5. New Yorkers are all in it together
New Yorkers don't have a reputation for being warm and hospitable, but they're not as unfriendly as the stereotypes would have you think. New York was actually ranked the best city to meet people and make friends in a recent survey. The data was based on philanthropy (New Yorkers, it turns out, are particularly giving), walkability, and stability of population (57.5 percent of NYCers have been in their current residence for at least five years).
"My favorite thing about New York is the people, because I think they’re misunderstood," Bill Murray said in a 2010 interview with MovieFone. "I don’t think people realize how kind New York people are."
6. New York’s mayor cares about health
Mayor Michael Bloomberg has time and again proved himself to be a crusader for public health issues, often drawing criticism and becoming the butt of "What will he ban next?" jokes. But Bloomberg has worked to help improve the health of New Yorkers. His controversial measures include a proposed soda ban, smoking bans in bars and restaurants, PSAs geared toward reducing incidences of underage drinking and illegal alcohol sales to minors, healthier school lunches, and a law requiring restaurant chains to list calorie counts on their menus.
"In some ways, there's nothing more significant you can do for New Yorkers than making their lives better by giving them more life," Deputy Mayor Linda Gibbs told CNN in March.
7. New Yorkers enjoy the life of the mind
Between the city's handful of world-class universities, the landmark New York Public Library (and the Underground New York Public Library), and some of the world's best museums, New York has no shortage of intellectual stimulation.
8. Paid sick days
A new law has made it easier for New York workers to stay home and rest up when they get sick. In June, legislation passed mandating businesses with more than 20 employees to provide sick leave for their employees.

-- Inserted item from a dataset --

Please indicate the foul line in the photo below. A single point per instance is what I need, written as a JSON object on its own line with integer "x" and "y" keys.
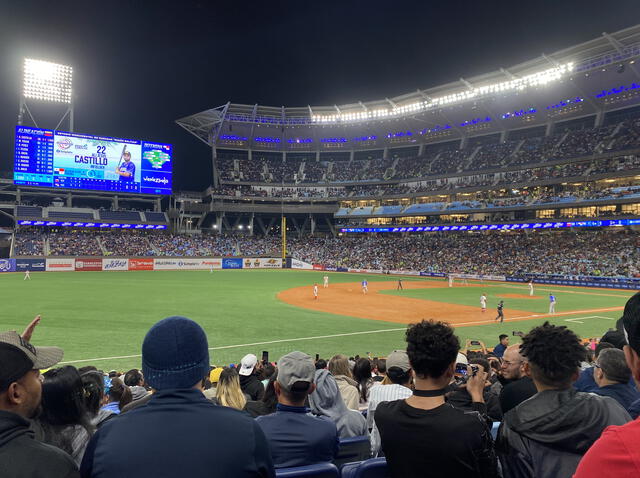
{"x": 250, "y": 345}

“It’s a huge pivotal step for the country,” Debra Ness, president of the National Partnership for Women & Families, told the Washington Post. “I believe that if we can show that it works in New York City, it just reinforces that you can make it work anywhere.”
9. The smoking ban
Ten years ago this March, Mayor Bloomberg instituted a city-wide smoking ban in bars and restaurants. And it worked: The number of New Yorkers who smoke hit an all-time city low of 14 percent in 2011.
But Bloomberg credits New Yorkers themselves for this achievement: “It’s the Health Department urging, but it’s the public that has really made the difference,” he said.
10. New Yorkers can ALWAYS find a yoga class
Stressed-out urbanites flock to NYC's countless yoga studios -- there seems to be one on nearly every block, as the Google Map above illustrates – to de-stress and find their peace of mind. To meet New Yorkers’ demand for asanas, the city offers classes in nearly every possible yoga variation, including aerial yoga, trampoline yoga, laughter yoga, rooftop yoga, belly dance yoga and cycling yoga. And for New Yorkers who like tough love with their yogic inspiration, an entire cottage industry of zen bootcamps has cropped up in Manhattan.
11. The water’s fine
New York City tap water is among the cleanest in the country -- upstate reservoirs bring in a pure daily supply of more than one billion gallons for the city's residents. It’s so clean that in 2007, the Environmental Protection Agency even announced that it didn't need to be filtered.
12. New Yorkers know it's healthy, once in a while, to indulge
New Yorkers care about their health, but they also know that sometime's it's okay -- and, in fact, healthy -- to indulge a little. When New Yorkers do decide to treat themselves, they want the best, and they're willing to wait in line for five hours at the crack of dawn to get it.